How can I fix this? I am fairly new to VHDL, and not sure where to start.
library IEEE;
use IEEE.STD_LOGIC_1164.ALL;
use IEEE.NUMERIC_STD.ALL;
entity BSO_cnt is
Port ( iBALL : in STD_LOGIC;
iSTRIKE : in STD_LOGIC;
iOUT : in STD_LOGIC;
clrBS : in STD_LOGIC;
clrOUT : in STD_LOGIC;
CLK : in STD_LOGIC;
oBALL : out STD_LOGIC_VECTOR (2 downto 0);
oSTRIKE : out STD_LOGIC_VECTOR (1 downto 0);
oOUT : out STD_LOGIC_VECTOR (1 downto 0));
end BSO_cnt;
architecture Behavioral of BSO_cnt is
SIGNAL iBALL_s : STD_LOGIC;
SIGNAL iSTRIKE_s : STD_LOGIC;
SIGNAL iOUT_s : STD_LOGIC;
SIGNAL oBALL_s : STD_LOGIC_VECTOR(2 DOWNTO 0);
SIGNAL oSTRIKE_s : STD_LOGIC_VECTOR(1 DOWNTO 0);
SIGNAL oOUT_s : STD_LOGIC_VECTOR(1 DOWNTO 0);
Begin
oBALL <= oBALL_s;
oSTRIKE <= oSTRIKE_s;
oOUT <= oOUT_s;
BALL_PROCESS: PROCESS(CLK)
BEGIN
IF rising_edge(CLK) THEN
IF (clrBS = '1') THEN
oBALL_s <= (OTHERS => '0');
ELSIF (iBALL_s /= iBALL) THEN
IF (iBALL = '1') THEN
iBALL_s <= iBALL;
oBALL_s <= STD_LOGIC_VECTOR(UNSIGNED(oBALL_s) + 1);
IF (oBALL_s = "100") THEN
oBALL_s <= (OTHERS => '0');
oSTRIKE_s <= (OTHERS => '0');
END IF;
END IF;
ELSE
iBALL_s <= iBALL;
END IF;
END IF;
END PROCESS;
STRIKE_PROCESS: PROCESS(CLK)
BEGIN
IF rising_edge(CLK) THEN
IF (clrBS = '1') THEN
oSTRIKE_s <= (OTHERS => '0');
ELSIF (iSTRIKE_s /= iSTRIKE) THEN
IF (iSTRIKE = '1') THEN
iSTRIKE_s <= iSTRIKE;
oSTRIKE_s <= STD_LOGIC_VECTOR(UNSIGNED(oSTRIKE_s) + 1);
IF (oSTRIKE_s = "11") THEN
oSTRIKE_S <= (OTHERS => '0');
oBALL_s <= (OTHERS => '0');
oOUT_s <= (OTHERS => '0');
END IF;
END IF;
ELSE
iSTRIKE_s <= iSTRIKE;
END IF;
END IF;
END PROCESS;
OUT_PROCESS: PROCESS(CLK)
BEGIN
IF rising_edge(CLK) THEN
IF (clrOUT = '1') THEN
oOUT_s <= (OTHERS => '0');
ELSIF (iOUT_s /= iOUT) THEN
IF (iOUT = '1') THEN
iOUT_s <= iOUT;
oOUT_s <= STD_LOGIC_VECTOR(UNSIGNED(oOUT_s) + 1);
IF (oOUT_s = "11") THEN
oOUT_s <= (OTHERS => '0');
oBALL_s <= (OTHERS => '0');
oSTRIKE_s <= (OTHERS => '0');
END IF;
END IF;
ELSE
iOUT_s <= iOUT;
END IF;
END IF;
END PROCESS;
end Behavioral;
Your problem has probably something to do with the fact that you drive signals (oSTRIKE_s, oBALL_s, oOUT_s) from several processes.

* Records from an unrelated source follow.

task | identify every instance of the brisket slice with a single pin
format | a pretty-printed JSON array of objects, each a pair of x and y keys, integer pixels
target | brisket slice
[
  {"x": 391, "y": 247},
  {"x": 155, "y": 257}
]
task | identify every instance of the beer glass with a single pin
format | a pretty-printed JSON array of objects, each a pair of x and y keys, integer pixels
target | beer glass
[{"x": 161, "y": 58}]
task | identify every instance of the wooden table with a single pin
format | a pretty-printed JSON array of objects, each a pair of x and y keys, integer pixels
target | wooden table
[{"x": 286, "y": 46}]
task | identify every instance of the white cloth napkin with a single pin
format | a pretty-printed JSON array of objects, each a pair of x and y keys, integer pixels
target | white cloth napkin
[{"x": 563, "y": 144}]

Think of this as short circuits (what value do you expect when the different processes do not agree on the value?).
Why then doesn't it produce errors at compilation and / or simulation?

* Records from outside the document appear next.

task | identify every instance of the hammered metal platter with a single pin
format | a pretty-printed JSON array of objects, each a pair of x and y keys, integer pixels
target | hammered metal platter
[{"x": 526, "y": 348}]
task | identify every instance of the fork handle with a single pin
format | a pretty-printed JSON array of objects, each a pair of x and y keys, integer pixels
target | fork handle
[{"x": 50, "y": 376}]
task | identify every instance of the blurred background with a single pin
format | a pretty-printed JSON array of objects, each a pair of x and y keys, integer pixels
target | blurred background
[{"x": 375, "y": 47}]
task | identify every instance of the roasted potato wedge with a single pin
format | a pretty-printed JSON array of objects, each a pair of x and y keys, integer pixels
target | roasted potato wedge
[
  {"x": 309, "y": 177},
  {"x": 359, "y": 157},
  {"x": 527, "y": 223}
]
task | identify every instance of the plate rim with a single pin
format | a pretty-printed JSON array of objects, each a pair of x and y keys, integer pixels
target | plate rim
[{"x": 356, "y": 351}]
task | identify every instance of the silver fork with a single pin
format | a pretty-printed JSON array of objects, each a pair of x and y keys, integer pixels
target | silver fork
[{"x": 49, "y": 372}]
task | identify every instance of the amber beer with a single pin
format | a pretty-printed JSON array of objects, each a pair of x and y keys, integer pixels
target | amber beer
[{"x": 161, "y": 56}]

As most people who do not know about the multiple drive problem, the resolution functions and the resolved types of VHDL (that is, a lot of VHDL programmers and even teachers), you always use the STD_LOGIC type that has a built-in resolution function to compute the resulting value of multiple driving processes. And it works (usually giving a lot of X values)... for simulation only. If you had used an unresolved type (STD_ULOGIC) instead you would have had an error at compilation or simulation because these types do not support multiple drive situations.
Why does it not work in synthesis?
Your synthesiser tries to map your design on the available hardware resources of your target (Spartan FPGA). By chance your target is not equipped with the three-state buffers that could be used to implement your bogus design. So the synthesiser raises errors. I wrote by chance because, if it had been another target capable of implementing this, you could have programmed it and... fuse it, thanks to your nice short circuits. Something would probably have prevented you before it is to late but you never know... So you are lucky, after all.
What to do then?
STD_LOGIC and STD_LOGIC_VECTOR when you do not design something that reasonably makes use of multiple drive. That is, a design where at any time all processes drive the signal with 'Z' (high impedance) except, at most, one that drives a strong value ('0'or '1'). In most cases you do not want to do this and you must use STD_ULOGIC and STD_ULOGIC_VECTOR. If your teacher insists that you use STD_LOGIC and STD_LOGIC_VECTOR, send it to me.